Renee got selected for jury duty the first two weeks of December. Maybe Big Brother knows better than us when Renee should return to work. Maybe the great and good government realizes that the daycare center, uh hmm, I mean pre-school, is nothing but a germ-inator. They are teaching the kids letters and numbers like H1N1 but when the swine invades the temple you know it’s a good idea to stay away, at least until they can get a kosher flu bug to spread.

Medically, Renee makes progress daily, except for those days following the iron infusions then she is asking if I got the number of the truck that hit her. Three more intravenous helpings and her stores should be filled. When the post-op body trauma has calmed the iron storage mechanisms should return also.

We got word this week that her B-12 is way below where it should be though.

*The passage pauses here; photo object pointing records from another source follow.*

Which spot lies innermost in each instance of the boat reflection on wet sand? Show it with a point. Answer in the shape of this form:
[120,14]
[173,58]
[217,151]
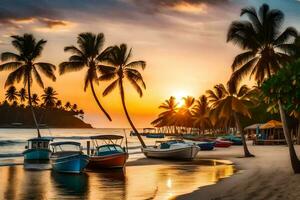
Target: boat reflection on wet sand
[150,181]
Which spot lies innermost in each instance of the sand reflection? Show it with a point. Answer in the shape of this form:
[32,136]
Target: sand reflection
[164,181]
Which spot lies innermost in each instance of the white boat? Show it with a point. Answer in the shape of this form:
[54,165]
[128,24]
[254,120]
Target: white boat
[172,149]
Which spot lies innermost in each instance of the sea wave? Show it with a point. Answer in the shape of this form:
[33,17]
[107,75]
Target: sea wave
[11,142]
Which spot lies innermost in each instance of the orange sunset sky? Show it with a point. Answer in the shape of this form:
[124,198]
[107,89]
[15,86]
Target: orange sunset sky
[183,43]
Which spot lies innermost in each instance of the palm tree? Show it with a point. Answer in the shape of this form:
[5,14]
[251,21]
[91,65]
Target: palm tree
[49,97]
[122,68]
[35,99]
[235,102]
[183,116]
[68,105]
[214,96]
[24,66]
[165,118]
[58,104]
[11,94]
[86,55]
[201,111]
[22,94]
[266,47]
[297,50]
[74,107]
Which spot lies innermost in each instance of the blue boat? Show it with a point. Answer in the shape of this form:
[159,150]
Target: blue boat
[235,140]
[67,157]
[155,135]
[37,149]
[206,146]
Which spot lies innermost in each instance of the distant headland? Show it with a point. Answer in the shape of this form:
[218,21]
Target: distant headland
[50,111]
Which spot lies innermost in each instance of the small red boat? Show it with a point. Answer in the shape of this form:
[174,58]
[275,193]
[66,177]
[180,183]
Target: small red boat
[108,155]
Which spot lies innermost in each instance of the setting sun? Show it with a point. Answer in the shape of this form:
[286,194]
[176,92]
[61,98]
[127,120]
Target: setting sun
[179,95]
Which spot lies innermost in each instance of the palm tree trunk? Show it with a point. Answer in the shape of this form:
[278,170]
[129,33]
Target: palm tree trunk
[31,108]
[293,156]
[98,102]
[127,115]
[239,128]
[298,132]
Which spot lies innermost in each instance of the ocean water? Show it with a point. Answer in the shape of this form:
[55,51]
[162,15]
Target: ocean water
[13,141]
[142,178]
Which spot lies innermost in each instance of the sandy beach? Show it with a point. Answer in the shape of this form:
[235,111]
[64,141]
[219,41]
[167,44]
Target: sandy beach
[267,176]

B-12 deficiency is definitely not what you want to hear when you are in post-op recovery. When this little vitamin stops being absorbed it can cause a dozen problems. We’re waiting on the blood doc to tell us what the course of action will be to deal with this. Hopefully it is just a blip but our radar is working overtime.

The accountant in me is trying to work in a balance sheet metaphor but this is about a different type of reckoning. It is all just a balancing act by a confirmed klutz who is angling for the scales to tip her way. Maybe she needs one of those poles the highwire artists carry - Yes! The ideas for the mandatory giving of useless presents season are formulating.